Previously, Dr. Stowsky served as associate dean at UC Berkeley's Haas School of Business (1998-2003) and Director of Research Policy for the University of California system, a position that also oversees research relationships between the UC campuses and the three UC-managed Department of Energy national laboratories (1995-1998). Prior to that, Dr. Stowsky served in the Clinton Administration as senior economist for science and technology policy on the staff of the White House Council of Economic Advisers (CEA) (1993-1995) and as the CEA's interim chief of staff (1995).

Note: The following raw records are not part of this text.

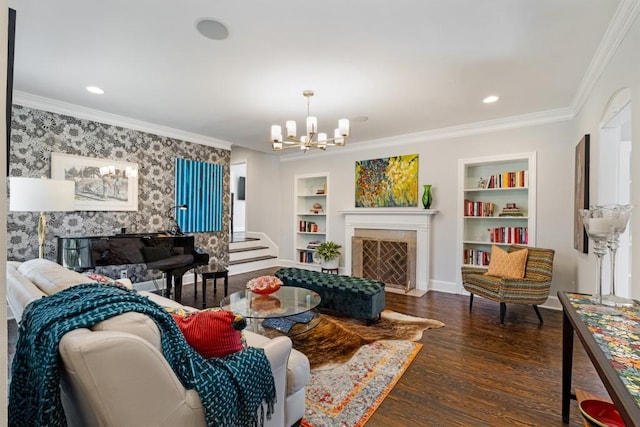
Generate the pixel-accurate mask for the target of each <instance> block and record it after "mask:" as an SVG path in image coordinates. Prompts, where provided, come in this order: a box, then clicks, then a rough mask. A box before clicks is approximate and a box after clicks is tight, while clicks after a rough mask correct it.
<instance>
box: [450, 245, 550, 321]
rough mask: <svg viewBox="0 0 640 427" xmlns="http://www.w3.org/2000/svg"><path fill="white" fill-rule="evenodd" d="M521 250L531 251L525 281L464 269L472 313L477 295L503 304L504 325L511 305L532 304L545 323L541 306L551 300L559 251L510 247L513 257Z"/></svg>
mask: <svg viewBox="0 0 640 427" xmlns="http://www.w3.org/2000/svg"><path fill="white" fill-rule="evenodd" d="M521 249H527V250H528V254H527V258H526V265H525V270H524V277H523V278H522V279H507V278H504V277H499V276H489V275H485V273H486V272H487V270H486V269H485V268H479V267H462V285H463V286H464V289H465V290H466V291H467V292H470V294H471V295H470V296H469V311H471V310H472V308H473V296H474V295H479V296H481V297H483V298H486V299H489V300H491V301H495V302H499V303H500V324H504V317H505V314H506V312H507V305H506V304H507V303H510V304H528V305H531V306H532V307H533V309H534V310H535V312H536V314H537V315H538V319H539V320H540V324H542V323H543V321H542V316H541V315H540V311H539V310H538V305H539V304H544V302H545V301H546V300H547V298H548V297H549V289H550V287H551V278H552V276H553V256H554V254H555V251H554V250H553V249H543V248H533V247H527V246H510V247H509V249H508V251H507V252H508V253H509V254H511V253H513V252H515V251H518V250H521Z"/></svg>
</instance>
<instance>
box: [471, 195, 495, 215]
mask: <svg viewBox="0 0 640 427" xmlns="http://www.w3.org/2000/svg"><path fill="white" fill-rule="evenodd" d="M494 209H495V203H491V202H476V201H473V200H468V199H465V201H464V216H493V214H494Z"/></svg>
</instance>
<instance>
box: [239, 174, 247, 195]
mask: <svg viewBox="0 0 640 427" xmlns="http://www.w3.org/2000/svg"><path fill="white" fill-rule="evenodd" d="M245 185H246V179H245V177H244V176H239V177H238V200H244V199H245Z"/></svg>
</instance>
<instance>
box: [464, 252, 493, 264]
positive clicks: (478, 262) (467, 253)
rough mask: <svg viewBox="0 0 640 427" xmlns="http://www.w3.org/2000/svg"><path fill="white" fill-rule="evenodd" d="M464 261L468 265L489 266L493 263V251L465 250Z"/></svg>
mask: <svg viewBox="0 0 640 427" xmlns="http://www.w3.org/2000/svg"><path fill="white" fill-rule="evenodd" d="M462 260H463V263H464V264H467V265H480V266H487V265H489V261H491V251H484V250H481V249H464V251H463V253H462Z"/></svg>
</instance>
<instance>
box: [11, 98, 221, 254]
mask: <svg viewBox="0 0 640 427" xmlns="http://www.w3.org/2000/svg"><path fill="white" fill-rule="evenodd" d="M52 152H58V153H67V154H75V155H79V156H87V157H96V158H102V159H114V160H119V161H126V162H133V163H138V168H139V174H138V185H139V189H138V211H137V212H133V211H129V212H108V211H104V212H90V211H77V212H50V213H49V212H48V213H47V242H46V248H45V257H46V258H47V259H51V260H54V261H55V259H56V239H55V236H70V235H110V234H115V233H117V232H119V231H120V229H121V228H122V227H126V229H127V232H128V233H143V232H155V231H164V230H165V229H166V222H167V217H166V214H167V211H168V210H169V209H170V208H171V207H172V206H173V205H174V203H173V201H174V167H175V159H176V157H181V158H185V159H193V160H200V161H204V162H210V163H217V164H222V165H224V166H225V167H224V196H223V203H224V206H225V208H224V210H223V211H224V219H223V224H229V206H230V200H229V197H230V196H229V166H230V158H231V152H230V151H229V150H224V149H220V148H214V147H209V146H205V145H201V144H195V143H191V142H187V141H181V140H177V139H173V138H169V137H165V136H159V135H154V134H150V133H145V132H141V131H137V130H132V129H126V128H122V127H118V126H112V125H107V124H103V123H98V122H94V121H90V120H84V119H78V118H75V117H71V116H65V115H60V114H55V113H51V112H47V111H40V110H36V109H32V108H28V107H23V106H19V105H14V106H13V118H12V123H11V145H10V165H9V176H10V177H11V176H25V177H40V176H47V177H49V176H50V160H51V153H52ZM7 205H8V203H7ZM38 215H39V214H38V213H37V212H8V215H7V259H8V260H16V261H24V260H27V259H31V258H37V257H38V241H37V240H38V239H37V232H36V224H37V218H38ZM194 235H195V240H196V245H197V246H201V247H203V248H204V249H205V250H206V251H207V252H208V253H209V254H210V256H211V258H212V259H217V260H219V261H220V262H224V263H225V264H226V263H227V262H228V252H227V249H228V244H229V233H228V230H227V227H225V230H224V231H222V232H214V233H196V234H194Z"/></svg>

Dr. Stowsky has authored several studies of U.S. technology policy, including "Secrets to Share or Shield New Dilemmas for Military R&D in the Digital Age" Research Policy (forthcoming) and The Dual-Use Dilemma, Issues in Science and Technology (Winter 1996). He is co-author, with Wayne Sandholtz, et al, of The Highest Stakes The Economic Foundations of the Next Security System (Cambridge Oxford University Press, 1992) and has contributed to several edited books, including Arming the Future (New York Council on Foreign Relations, 1999) edited by Ann Markusen and Sean Costigan, Investing in Innovation: Creating a Research and Innovation Policy That Works, edited by Lewis Branscomb and James Keller (Cambridge, MA MIT Press, 1998), and Politics and Productivity How Japan's Development Strategy Works, edited by Chalmers Johnson, Laura D'Andrea Tyson, and John Zysman (Cambridge, MA Ballinger, 1989).

Dr. Stowsky’s research interests include information and knowledge management within and between organizations, innovation systems, science and technology policy, economic geography, and the commercial impacts of military-sponsored research, as well as public-sector management and organization theory.